Va rammentato che il requisito di cui all’art. 366, primo comma, n. 3, cod. proc. civ., interpretato in modo non formalistico secondo i principi contenuti nella sentenza CEDU Succi e altri c. Italia del 28 ottobre 2021 (v. Cass., Sez. Un., 18/03/2022, n. 8950), consiste in un’esposizione che deve garantire a questa Suprema Corte di avere una chiara e completa cognizione del fatto sostanziale che ha originato la controversia ma anche del fatto processuale, senza dover ricorrere ad altre fonti o atti in suo possesso, compresa la stessa sentenza impugnata (Cass., Sez. Un., 28/11/2018, n. 30754, che richiama Cass. n. 21396 del 2018); la valutazione in termini d’inammissibilità del ricorso non esprime, naturalmente, un formalismo fine a sé stesso, bensì il richiamo al rispetto di una precisa previsione legislativa volta ad assicurare uno “standard” di redazione degli atti che, declinando la qualificata prestazione
professionale svolta dalla difesa e presupposta dall’ordinamento, si traduce nel sottoporre al giudice nel modo più chiaro la vicenda processuale permettendo, in quel perimetro, l’apprezzamento delle ragioni della parte (Cass., Sez.

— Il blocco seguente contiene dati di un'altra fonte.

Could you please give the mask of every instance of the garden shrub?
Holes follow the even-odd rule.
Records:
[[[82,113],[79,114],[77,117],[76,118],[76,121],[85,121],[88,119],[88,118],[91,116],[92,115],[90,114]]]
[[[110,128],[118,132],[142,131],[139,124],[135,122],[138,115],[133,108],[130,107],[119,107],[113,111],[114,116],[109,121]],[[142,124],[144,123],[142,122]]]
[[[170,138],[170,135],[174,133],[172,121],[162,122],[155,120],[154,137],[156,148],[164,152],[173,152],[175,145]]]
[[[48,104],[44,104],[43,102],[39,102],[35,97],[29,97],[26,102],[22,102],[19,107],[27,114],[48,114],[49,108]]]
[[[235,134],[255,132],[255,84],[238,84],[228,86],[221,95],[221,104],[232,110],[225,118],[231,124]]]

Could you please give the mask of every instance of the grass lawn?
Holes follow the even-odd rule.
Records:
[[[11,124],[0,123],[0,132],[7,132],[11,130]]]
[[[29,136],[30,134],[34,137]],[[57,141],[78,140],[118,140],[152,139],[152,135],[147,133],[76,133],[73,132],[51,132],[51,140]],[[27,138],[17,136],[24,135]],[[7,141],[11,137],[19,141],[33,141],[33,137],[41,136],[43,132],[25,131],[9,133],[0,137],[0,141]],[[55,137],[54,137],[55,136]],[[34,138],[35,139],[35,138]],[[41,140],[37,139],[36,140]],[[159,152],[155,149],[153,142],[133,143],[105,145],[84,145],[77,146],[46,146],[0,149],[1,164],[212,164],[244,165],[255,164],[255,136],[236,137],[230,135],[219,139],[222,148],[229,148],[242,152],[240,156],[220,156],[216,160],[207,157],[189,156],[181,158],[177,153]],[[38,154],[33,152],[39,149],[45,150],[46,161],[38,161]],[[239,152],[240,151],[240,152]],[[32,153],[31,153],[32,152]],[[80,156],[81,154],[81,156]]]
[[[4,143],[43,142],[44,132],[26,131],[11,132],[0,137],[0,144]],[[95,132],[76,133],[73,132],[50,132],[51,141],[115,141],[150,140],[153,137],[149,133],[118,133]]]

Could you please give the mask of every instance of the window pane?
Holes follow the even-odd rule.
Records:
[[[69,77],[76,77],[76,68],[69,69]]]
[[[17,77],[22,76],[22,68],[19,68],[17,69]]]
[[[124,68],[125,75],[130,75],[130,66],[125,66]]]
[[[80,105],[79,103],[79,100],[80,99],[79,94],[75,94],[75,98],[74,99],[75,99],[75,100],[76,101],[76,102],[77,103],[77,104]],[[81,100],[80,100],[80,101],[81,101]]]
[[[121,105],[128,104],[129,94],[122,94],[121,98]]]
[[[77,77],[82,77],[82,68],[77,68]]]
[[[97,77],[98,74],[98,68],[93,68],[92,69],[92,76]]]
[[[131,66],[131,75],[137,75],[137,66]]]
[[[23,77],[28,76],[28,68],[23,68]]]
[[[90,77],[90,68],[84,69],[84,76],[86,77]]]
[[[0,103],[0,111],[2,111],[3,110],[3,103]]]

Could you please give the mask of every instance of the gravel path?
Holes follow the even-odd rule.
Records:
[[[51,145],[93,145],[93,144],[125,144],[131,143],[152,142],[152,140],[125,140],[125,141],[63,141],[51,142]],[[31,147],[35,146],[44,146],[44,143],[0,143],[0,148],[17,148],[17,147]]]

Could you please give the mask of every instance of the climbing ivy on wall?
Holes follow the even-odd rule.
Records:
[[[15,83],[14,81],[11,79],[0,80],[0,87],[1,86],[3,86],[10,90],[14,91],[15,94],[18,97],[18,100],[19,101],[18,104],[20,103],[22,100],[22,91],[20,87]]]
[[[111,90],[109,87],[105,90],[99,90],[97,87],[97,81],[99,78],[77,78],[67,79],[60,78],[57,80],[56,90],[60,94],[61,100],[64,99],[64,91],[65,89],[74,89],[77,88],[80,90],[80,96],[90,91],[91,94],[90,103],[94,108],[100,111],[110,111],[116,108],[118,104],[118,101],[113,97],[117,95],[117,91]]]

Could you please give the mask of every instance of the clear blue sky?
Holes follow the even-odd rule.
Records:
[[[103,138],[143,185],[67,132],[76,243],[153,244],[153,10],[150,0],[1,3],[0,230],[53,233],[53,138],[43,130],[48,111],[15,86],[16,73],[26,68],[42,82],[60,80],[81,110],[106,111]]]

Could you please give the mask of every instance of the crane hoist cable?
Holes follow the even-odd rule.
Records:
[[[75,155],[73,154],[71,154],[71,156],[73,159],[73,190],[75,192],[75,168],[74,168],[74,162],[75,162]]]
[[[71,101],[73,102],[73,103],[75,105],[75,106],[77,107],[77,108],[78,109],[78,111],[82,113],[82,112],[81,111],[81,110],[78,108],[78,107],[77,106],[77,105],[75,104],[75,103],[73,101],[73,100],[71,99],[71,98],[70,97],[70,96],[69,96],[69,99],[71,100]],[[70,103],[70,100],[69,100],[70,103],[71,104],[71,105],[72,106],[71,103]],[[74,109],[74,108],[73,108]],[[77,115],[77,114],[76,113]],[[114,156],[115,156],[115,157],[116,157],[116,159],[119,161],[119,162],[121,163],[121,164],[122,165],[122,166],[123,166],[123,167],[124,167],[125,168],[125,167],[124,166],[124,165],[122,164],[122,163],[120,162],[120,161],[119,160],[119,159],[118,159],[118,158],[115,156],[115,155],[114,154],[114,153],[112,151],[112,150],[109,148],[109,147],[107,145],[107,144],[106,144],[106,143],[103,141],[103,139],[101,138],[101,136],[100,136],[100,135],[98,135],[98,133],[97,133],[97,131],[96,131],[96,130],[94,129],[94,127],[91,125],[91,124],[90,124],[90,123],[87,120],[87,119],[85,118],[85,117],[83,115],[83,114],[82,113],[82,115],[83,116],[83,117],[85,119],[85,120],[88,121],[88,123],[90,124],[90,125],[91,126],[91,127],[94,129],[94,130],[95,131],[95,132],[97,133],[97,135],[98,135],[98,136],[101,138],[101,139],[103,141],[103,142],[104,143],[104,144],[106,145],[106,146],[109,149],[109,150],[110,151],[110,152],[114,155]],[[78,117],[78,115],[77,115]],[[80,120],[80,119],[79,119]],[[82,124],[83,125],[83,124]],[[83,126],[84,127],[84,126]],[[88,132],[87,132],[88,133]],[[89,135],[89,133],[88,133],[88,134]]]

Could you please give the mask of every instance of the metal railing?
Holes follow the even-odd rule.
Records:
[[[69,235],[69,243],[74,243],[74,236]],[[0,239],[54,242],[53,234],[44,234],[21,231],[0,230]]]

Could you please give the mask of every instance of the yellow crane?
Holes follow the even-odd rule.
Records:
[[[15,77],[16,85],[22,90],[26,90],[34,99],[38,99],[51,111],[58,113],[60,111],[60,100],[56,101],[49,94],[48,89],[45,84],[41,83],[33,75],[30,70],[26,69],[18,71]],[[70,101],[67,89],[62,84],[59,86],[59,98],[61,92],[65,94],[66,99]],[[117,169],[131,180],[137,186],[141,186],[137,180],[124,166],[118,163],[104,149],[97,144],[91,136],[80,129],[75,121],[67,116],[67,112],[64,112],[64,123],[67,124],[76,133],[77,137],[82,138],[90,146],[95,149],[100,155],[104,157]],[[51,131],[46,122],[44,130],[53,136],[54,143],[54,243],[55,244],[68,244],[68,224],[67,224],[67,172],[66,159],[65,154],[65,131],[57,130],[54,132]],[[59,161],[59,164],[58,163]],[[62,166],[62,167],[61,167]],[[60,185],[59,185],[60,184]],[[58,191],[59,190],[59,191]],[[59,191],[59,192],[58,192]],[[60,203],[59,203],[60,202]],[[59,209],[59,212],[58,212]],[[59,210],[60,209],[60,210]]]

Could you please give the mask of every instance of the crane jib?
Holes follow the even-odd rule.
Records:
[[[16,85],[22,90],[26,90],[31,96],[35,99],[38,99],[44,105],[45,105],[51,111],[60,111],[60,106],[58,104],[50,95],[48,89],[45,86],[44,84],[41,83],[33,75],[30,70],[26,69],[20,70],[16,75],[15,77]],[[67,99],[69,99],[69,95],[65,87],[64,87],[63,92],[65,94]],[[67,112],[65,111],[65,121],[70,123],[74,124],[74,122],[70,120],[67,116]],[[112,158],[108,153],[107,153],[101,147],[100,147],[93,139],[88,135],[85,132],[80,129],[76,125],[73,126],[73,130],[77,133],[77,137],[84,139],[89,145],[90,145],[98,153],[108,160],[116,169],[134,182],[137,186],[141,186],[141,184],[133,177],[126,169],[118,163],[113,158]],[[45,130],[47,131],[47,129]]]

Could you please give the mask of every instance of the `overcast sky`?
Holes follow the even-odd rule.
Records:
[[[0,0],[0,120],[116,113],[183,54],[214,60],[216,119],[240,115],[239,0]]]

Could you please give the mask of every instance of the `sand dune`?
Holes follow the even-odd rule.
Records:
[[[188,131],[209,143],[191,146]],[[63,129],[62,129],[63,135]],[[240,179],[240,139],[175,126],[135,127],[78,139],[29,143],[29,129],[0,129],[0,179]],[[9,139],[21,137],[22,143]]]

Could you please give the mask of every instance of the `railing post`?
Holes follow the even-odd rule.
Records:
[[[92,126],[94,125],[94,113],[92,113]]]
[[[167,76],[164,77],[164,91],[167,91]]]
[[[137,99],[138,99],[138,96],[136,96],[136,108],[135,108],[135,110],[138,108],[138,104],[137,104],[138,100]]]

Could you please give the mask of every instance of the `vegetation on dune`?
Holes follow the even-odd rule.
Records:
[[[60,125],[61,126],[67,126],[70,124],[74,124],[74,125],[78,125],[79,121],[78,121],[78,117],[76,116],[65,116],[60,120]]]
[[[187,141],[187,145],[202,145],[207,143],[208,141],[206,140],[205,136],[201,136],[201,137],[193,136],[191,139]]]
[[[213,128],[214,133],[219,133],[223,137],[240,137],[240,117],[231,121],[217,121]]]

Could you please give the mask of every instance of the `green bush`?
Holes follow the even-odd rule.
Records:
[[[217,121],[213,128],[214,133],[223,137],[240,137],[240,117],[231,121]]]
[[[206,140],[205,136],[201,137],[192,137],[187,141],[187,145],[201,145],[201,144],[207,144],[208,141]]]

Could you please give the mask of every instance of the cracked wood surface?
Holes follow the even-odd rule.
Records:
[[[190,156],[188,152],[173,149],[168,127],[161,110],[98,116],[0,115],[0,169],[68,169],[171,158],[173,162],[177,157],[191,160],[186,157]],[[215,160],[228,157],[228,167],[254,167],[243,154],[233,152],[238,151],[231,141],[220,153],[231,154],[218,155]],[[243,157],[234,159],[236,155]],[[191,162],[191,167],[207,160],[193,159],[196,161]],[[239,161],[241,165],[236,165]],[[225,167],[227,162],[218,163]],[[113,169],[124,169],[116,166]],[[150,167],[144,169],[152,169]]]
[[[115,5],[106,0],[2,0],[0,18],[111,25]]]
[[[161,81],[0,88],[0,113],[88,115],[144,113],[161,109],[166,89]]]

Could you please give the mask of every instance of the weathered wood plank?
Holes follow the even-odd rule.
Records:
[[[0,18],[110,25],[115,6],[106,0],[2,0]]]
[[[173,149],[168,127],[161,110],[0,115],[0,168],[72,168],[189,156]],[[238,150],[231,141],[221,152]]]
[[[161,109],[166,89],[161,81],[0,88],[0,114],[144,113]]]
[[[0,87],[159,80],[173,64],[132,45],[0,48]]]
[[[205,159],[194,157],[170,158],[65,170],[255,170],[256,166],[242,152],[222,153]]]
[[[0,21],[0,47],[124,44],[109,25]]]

Un., n. 30754 del 2018, cit.); si tratta, come evidente, di una ricaduta del principio di specificità del gravame, calato nel giudizio a critica vincolata qual è quello della presente sede di legittimità (Cass., 8117/2022).
Con il terzo motivo, sempre privo di rubrica, il ricorrente denuncia nuovamente violazione dell’art. 360 n. 3, 4 e 5 cod. proc. civ., in relazione agli artt. 112 cod. proc. civ., 3, 24 e 111 della Carta costituzionale, nonché dell’art. 6 della Cedu.
Lamenta che la corte di merito ha ignorato la sua istanza di discussione orale della causa ed ha così ‘impedito immotivatamente allo scrivente difensore di portare a compimento il lavoro difensivo con la discussione in merito al reale thema decidendum , al decreto ingiuntivo divenuto inefficace a causa della tardiva notifica del ricorso con pedissequo decreto ingiuntivo’ (p. 11 del ricorso).
3.1. Il motivo è infondato.
Consolidato orientamento di questa Suprema Corte afferma che è inammissibile la censura con cui si lamenti un mero vizio del processo, ove non si prospettino anche le ragioni per le quali l’erronea applicazione della regola processuale abbia comportato, per la parte, una lesione del diritto di difesa o altro pregiudizio per l’esito del processo (Cass., 15/05/2024, n. 13373; Cass., 27424/2023; Cass., 15/12/2015, n. 1442).
Orbene, nel caso di specie il ricorrente nulla allega in ordine alla sua impossibilità di esercitare il suo diritto di difesa , e del resto risulta ex actis come egli abbia sempre potuto prospettare, in tutti i gradi di merito, la sua doglianza in ordine all’inefficacia del decreto ingiuntivo opposto.
In conclusione, il ricorso deve essere rigettato.
Non è luogo a provvedere sulle spese del giudizio di legittimità, non avendo la parte intimata svolto attività difensiva.
P.Q.M.
La Corte rigetta il ricorso.
Ai sensi dell’art. 13 comma 1 -quater del d.P.R. n. 115 del 2002, inserito dall’art. 1, comma 17 della l. n. 228 del 2012, dà atto della sussistenza dei presupposti processuali per il versamento, da parte del ricorrente, al competente ufficio di merito, dell’ulteriore importo a titolo di contributo unificato pari a quello previsto per il ricorso, a norma del comma 1bis , dello stesso articolo 13, se dovuto.